The ACT Cost of Living Report highlighted that the ACT’s public transport CPI had increased by 9.1 per cent compared with a national public transport CPI increase of only 4.2 per cent.
”One of the goals of public transport is to make it comprehensive, and the best way of doing that is to encourage as many people as possible to use it, and that creates the impetus for bigger networks and more frequency,” she said.
”It’s about making public transport so core to the way our city works that it’s a fit for everybody, including those who face transport disadvantage, not just for those who work nine-to-five in the major city centres.”
Dr Campbell said targeted concessions could be extended to people such as casualised workers and people on low incomes who may not have a Centrelink card or other formal means of demonstrating disadvantage but struggle with travel costs.
The submission also calls for the public transport network to connect people with community facilities such as hospitals and health centres, and be accessible to all, especially people with disabilities and older people.
”A full assessment of the physical and sensory access features of the vehicles and the paths of travel to them should be undertaken by an appropriately qualified disability access consultant and people with lived experience of mobility barriers,” the submission says.
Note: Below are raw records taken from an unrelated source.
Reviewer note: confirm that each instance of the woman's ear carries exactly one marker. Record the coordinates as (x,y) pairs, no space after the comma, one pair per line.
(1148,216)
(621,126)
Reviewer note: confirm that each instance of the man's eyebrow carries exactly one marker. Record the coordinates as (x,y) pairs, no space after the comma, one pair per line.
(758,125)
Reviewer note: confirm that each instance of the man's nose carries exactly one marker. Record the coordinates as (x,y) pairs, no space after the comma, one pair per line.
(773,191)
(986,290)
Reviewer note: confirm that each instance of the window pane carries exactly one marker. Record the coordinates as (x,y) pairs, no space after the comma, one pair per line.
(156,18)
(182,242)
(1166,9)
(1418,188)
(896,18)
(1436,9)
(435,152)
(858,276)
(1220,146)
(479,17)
”There must be a seamless path of travel to pick-up and drop-off points.”
Dr Campbell said this went beyond meeting legislative requirements.
”People with disability and older people should not be an afterthought, and making these transport services accessible should not be a tick-the-box exercise. It has to involve people with lived experience, it has to be tested … so the service that is delivered in the end, even if it takes a little bit longer or it’s harder work because you need to consult, serves everybody in Canberra,” she said.
Transport Minister Chris Steel said light rail had now been brought to three ACT elections and the government was committed to building on the success of the first stage by extending the line to Woden and extending the benefits to other parts of Canberra.
He said the government has been upfront about the cost of light rail Stage 2, which is an investment in building the future of our city and the integrated public transport system the ACT needed as Canberra grows.
”We have outlined our plans to continue to invest in health, education and public housing and community, city, emergency and other services at the same time as investing in better public transport,” Mr Steel said.
”Like other cities, Canberra should have access to high-quality mass transit that improves amenity and connectivity for the whole of our community including vulnerable Canberrans who rely on public transport.”